2016.12.16 Friday
客を信頼する
全て私が悪い。全て私が悪い。この悪さをひきずって、この肉袋で生きていくんだ。
この心の黒い穴を掘れば、本当に、同じ誰かへと続くトンネルになるんだろうか?
ライヴをやればやるほど、孤独をまき散らして「渋澤さんは孤独なんですね」って言われて遠巻きに眺めるオーディエンスが増えていく一方な気がする。
本当に、ここは、同じ誰かへとつながるトンネルですか? お間違いないですか?
でも同時に、私にはまだ孤独が足りないとも思う。私の孤独は分かりやすすぎる。私の孤独は安っぽすぎる。
ライヴハウスでは、ディスとかツイッターとか分かりやすい話とか固有名詞とか使わないと皆の気を引けないと思い込んでる。
音楽を聴きに来た音楽好きな人の前で音楽以外をやるのだから、よほどのことじゃないと皆の気をひけないと思い込んでる。
私は音楽を(多分)好きだけど、愛とか花とか海とか歌う弾き語りなんて10秒と聴けないのだ(その数少ない例外が大森靖子であり、原田卓馬であり、小棚木もみじであった)

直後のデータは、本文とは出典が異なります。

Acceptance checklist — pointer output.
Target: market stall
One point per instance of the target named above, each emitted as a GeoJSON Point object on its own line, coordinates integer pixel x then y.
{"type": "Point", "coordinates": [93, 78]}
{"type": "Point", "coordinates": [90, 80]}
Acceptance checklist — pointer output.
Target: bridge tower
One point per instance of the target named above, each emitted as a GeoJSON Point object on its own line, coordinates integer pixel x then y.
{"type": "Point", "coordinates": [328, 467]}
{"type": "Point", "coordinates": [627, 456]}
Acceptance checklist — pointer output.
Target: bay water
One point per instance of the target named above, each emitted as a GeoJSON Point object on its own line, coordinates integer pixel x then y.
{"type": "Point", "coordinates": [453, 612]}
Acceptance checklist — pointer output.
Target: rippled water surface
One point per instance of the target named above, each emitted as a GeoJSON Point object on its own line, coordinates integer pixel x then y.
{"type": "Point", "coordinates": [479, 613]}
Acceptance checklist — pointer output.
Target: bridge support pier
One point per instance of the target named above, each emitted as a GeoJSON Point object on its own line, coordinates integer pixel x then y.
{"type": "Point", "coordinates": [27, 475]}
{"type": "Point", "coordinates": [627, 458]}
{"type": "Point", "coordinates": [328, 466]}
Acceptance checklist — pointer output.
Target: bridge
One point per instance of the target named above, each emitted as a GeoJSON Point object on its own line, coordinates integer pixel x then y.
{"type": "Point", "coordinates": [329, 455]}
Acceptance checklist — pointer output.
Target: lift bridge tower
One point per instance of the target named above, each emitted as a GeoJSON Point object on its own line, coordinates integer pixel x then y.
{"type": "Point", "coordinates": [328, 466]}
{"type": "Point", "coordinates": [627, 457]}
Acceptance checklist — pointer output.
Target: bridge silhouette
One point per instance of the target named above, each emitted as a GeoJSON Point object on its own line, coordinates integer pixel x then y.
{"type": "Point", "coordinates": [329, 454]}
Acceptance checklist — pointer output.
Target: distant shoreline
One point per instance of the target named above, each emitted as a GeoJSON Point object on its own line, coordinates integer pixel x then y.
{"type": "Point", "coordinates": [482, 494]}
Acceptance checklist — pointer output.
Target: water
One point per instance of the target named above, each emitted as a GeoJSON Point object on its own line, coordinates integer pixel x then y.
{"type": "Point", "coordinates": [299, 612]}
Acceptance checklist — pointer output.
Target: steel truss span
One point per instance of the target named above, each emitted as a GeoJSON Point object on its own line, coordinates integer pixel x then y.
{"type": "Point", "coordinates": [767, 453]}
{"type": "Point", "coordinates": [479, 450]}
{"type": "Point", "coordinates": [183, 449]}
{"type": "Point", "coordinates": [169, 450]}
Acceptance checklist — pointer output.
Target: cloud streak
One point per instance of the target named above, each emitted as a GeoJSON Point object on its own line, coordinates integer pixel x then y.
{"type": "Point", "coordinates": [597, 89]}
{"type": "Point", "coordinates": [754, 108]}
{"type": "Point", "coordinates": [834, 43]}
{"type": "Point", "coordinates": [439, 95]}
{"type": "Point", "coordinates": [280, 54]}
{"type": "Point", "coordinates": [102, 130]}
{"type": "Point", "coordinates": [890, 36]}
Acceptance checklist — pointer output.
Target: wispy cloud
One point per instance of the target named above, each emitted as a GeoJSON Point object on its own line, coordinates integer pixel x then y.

こういう、「飛び道具を使わないと客はこっちを見ない」と思い込んでる態度は、ある意味でオーディエンスを信頼していないということだ。あるいは自分に自信が無いということだ。
でもどっちにしろ私は、本当に、心の底から、愛とか花とか言いたくない。
愛とか花とか歌ってる人は本当に心の底から愛とか花とか思ってるんだろうか? 愛とか花とかについて考える日常を持っているんだろうか。私は無い。その2億倍、ディスとツイッターと固有名詞について考えている。だから私はディスとツイッターと固有名詞の話をしている。
私の演目の中で、ライヴハウスでウケが悪いもの、すなわち飛び道具が少なめの文学寄りのものは、私に技量が足りないから聴いてもらえないんだろうか? それとも客の民度が足りないんだろうか?
こんなことを一切考慮せずに書ける純文学という分野って、ある意味最高だよな。誰でも文学賞に応募して、まともな審査員に読んでもらえる。審査員のことをまともだと思っていない人もいるけど、私は、三度応募した小説が大変妥当な評価をもらって返って来たので(二次通過、二次通過、選外)、審査員のことはとても信頼している。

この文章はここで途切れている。